Plate from the 'Attic Miscellany', i. 41.
A satire on the much advertised and rival theatrical performances of the storming of the Bastille offered to the public during the autumn of 1789 at Astley's Amphitheatre and at Hughes's Royal Circus in St. George's Fields.
Library's copy trimmed within plate mark.
Affixed to the verso of another print, "Le roi esclave ou les sujets rois/ Female patriotism" (see Peel 1670).

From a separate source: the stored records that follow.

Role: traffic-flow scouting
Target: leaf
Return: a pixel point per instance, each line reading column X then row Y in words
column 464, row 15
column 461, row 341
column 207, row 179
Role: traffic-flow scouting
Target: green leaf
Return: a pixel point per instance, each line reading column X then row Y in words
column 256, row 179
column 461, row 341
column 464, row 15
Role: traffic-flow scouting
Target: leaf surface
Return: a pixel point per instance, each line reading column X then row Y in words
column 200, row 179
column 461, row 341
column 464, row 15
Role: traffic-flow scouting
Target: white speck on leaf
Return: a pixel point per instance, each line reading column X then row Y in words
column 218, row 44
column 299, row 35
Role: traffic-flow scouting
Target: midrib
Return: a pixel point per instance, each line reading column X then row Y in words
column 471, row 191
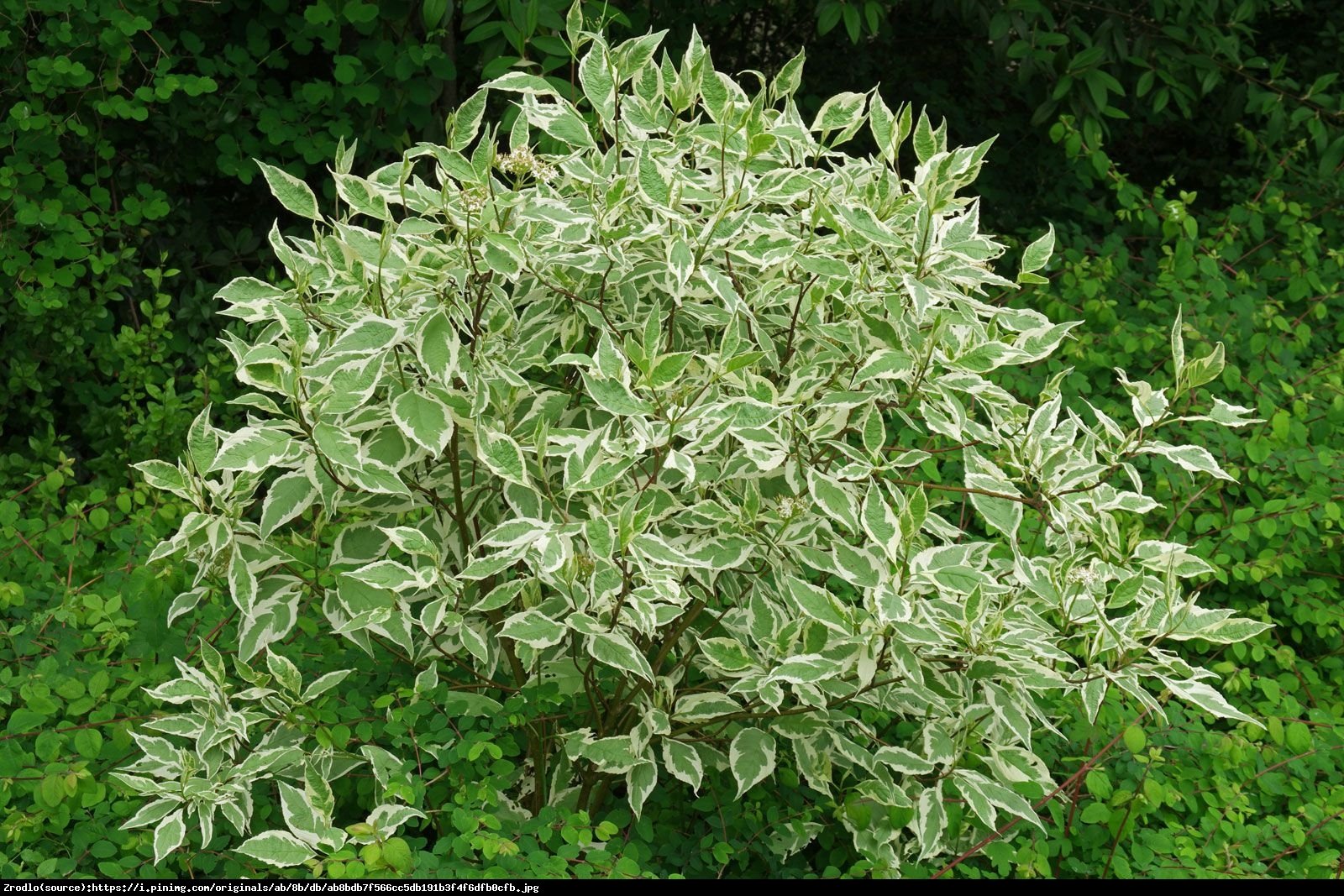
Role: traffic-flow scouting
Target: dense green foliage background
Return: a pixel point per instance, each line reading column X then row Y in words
column 1189, row 154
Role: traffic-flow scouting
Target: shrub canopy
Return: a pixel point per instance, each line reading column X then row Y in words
column 682, row 423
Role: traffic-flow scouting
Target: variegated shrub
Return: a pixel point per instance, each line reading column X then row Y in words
column 683, row 412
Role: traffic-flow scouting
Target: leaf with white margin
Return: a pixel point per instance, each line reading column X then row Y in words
column 277, row 848
column 750, row 758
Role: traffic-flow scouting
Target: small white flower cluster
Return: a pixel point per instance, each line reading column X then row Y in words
column 792, row 506
column 474, row 201
column 524, row 161
column 1085, row 577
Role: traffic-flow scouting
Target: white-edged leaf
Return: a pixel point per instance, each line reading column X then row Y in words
column 168, row 836
column 293, row 194
column 277, row 848
column 683, row 762
column 425, row 419
column 750, row 758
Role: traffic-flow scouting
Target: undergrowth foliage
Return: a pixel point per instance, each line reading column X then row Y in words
column 675, row 426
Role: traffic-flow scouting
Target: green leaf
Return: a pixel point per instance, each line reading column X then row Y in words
column 618, row 652
column 168, row 836
column 750, row 758
column 683, row 762
column 806, row 668
column 277, row 848
column 423, row 419
column 534, row 627
column 1207, row 699
column 501, row 454
column 286, row 497
column 816, row 604
column 293, row 194
column 1039, row 251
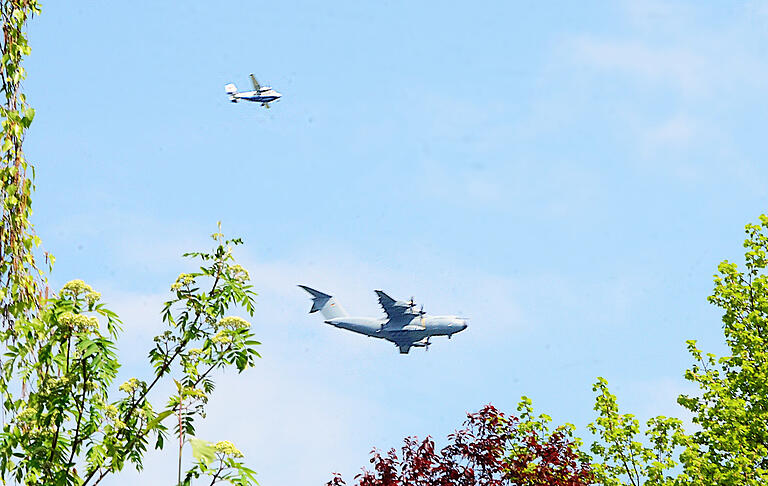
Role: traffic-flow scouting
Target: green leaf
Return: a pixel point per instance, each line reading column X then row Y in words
column 202, row 450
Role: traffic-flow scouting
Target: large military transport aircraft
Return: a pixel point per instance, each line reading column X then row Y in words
column 260, row 94
column 404, row 325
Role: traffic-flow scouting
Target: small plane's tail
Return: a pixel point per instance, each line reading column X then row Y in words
column 324, row 303
column 231, row 90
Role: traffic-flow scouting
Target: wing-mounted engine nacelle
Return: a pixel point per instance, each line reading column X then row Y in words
column 231, row 90
column 424, row 343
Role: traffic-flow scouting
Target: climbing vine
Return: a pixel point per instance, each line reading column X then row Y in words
column 20, row 288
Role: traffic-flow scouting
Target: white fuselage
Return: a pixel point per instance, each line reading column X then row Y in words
column 414, row 331
column 263, row 95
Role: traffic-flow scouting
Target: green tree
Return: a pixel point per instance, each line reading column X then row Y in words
column 730, row 445
column 731, row 448
column 19, row 277
column 65, row 426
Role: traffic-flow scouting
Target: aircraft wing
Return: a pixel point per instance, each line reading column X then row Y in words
column 256, row 85
column 404, row 348
column 394, row 309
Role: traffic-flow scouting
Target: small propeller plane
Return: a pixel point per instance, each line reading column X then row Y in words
column 260, row 94
column 404, row 325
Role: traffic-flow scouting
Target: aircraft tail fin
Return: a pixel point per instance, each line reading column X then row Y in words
column 231, row 90
column 324, row 303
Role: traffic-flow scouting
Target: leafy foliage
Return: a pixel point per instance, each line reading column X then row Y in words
column 59, row 368
column 492, row 449
column 731, row 448
column 626, row 459
column 19, row 276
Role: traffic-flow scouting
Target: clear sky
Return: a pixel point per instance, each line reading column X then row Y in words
column 565, row 174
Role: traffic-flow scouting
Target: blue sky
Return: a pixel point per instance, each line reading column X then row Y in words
column 568, row 176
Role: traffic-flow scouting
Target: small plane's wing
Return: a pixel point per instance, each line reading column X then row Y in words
column 395, row 309
column 256, row 85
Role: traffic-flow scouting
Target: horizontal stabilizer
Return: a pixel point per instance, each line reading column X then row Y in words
column 324, row 303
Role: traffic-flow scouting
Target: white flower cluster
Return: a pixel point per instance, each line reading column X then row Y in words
column 183, row 280
column 79, row 322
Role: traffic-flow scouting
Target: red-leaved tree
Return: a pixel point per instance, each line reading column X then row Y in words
column 492, row 449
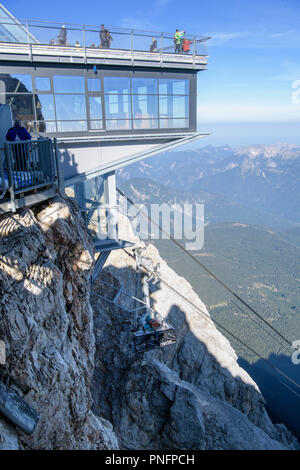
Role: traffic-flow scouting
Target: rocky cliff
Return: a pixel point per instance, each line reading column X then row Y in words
column 192, row 395
column 47, row 325
column 70, row 357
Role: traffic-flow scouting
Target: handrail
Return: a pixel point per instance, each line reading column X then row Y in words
column 132, row 39
column 85, row 26
column 29, row 165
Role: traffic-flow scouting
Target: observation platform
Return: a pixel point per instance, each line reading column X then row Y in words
column 42, row 41
column 95, row 56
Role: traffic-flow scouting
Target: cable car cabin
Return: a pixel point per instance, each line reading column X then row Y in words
column 153, row 334
column 150, row 330
column 105, row 106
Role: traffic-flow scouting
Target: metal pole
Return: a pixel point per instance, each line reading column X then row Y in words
column 60, row 179
column 10, row 177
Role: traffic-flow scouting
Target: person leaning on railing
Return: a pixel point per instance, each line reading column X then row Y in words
column 20, row 152
column 177, row 41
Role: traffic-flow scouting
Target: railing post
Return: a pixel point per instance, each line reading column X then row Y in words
column 84, row 44
column 60, row 180
column 11, row 182
column 28, row 41
column 131, row 46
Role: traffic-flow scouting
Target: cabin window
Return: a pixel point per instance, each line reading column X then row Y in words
column 75, row 103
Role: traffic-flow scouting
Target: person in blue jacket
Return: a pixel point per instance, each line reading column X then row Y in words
column 17, row 132
column 14, row 134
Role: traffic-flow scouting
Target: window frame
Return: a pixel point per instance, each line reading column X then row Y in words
column 128, row 72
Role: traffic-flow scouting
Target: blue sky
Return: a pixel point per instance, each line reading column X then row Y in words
column 245, row 96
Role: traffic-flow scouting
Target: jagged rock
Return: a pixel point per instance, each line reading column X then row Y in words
column 190, row 396
column 46, row 259
column 8, row 436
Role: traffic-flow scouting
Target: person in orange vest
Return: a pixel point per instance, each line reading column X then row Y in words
column 186, row 45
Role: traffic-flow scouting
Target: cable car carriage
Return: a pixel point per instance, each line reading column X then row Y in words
column 150, row 330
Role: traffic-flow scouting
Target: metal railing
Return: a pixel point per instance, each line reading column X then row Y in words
column 28, row 166
column 87, row 37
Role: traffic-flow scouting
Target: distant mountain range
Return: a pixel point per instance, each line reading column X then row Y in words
column 263, row 179
column 251, row 201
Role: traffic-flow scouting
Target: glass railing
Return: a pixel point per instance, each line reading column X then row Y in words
column 87, row 37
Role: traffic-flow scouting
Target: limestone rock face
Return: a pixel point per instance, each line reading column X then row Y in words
column 46, row 323
column 8, row 436
column 192, row 395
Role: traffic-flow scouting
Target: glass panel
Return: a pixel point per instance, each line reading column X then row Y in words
column 68, row 84
column 180, row 106
column 173, row 87
column 145, row 123
column 94, row 84
column 173, row 123
column 144, row 85
column 174, row 106
column 44, row 126
column 15, row 83
column 145, row 106
column 23, row 80
column 95, row 103
column 71, row 126
column 21, row 106
column 44, row 105
column 96, row 125
column 116, row 125
column 117, row 106
column 42, row 84
column 70, row 107
column 117, row 85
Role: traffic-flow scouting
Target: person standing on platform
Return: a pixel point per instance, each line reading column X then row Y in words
column 20, row 152
column 177, row 41
column 62, row 37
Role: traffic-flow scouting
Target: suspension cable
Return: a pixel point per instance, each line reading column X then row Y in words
column 206, row 269
column 207, row 317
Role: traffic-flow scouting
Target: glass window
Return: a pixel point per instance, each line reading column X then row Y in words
column 173, row 87
column 112, row 125
column 94, row 125
column 70, row 107
column 117, row 85
column 144, row 85
column 145, row 123
column 23, row 81
column 145, row 106
column 42, row 84
column 117, row 106
column 180, row 106
column 94, row 84
column 21, row 106
column 174, row 106
column 71, row 126
column 44, row 105
column 44, row 126
column 95, row 103
column 68, row 84
column 173, row 123
column 15, row 83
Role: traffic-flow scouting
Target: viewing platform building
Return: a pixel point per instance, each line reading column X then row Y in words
column 107, row 104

Print shows a stage representation of the fall of the Bastille. At the back of the stage is the gate of a fortress flanked by pinnacled turrets, each with a cock on the summit. Next it is a flimsy timber drawbridge inscribed 'This is a Drawbridge'. In front of the gate and behind a low battlement stands the governor (de Launay), a flag inscribed 'France' over his shoulder, but holding out a cloth inscribed 'D--n you what do you want. In the foreground are the assailants of the Bastille with muskets, one of whom fires a toy cannon. They are carrying a 'Standard of Liberty', and one man holds up a cloth which reads 'No Bastile.' On the floor at the front of the stage is a paper reading: Mr Centaur can assure the publick since his return from Paris [engraved above 'Dublin'] that this here Bastile is the most exactest of any of the Bastiles existin.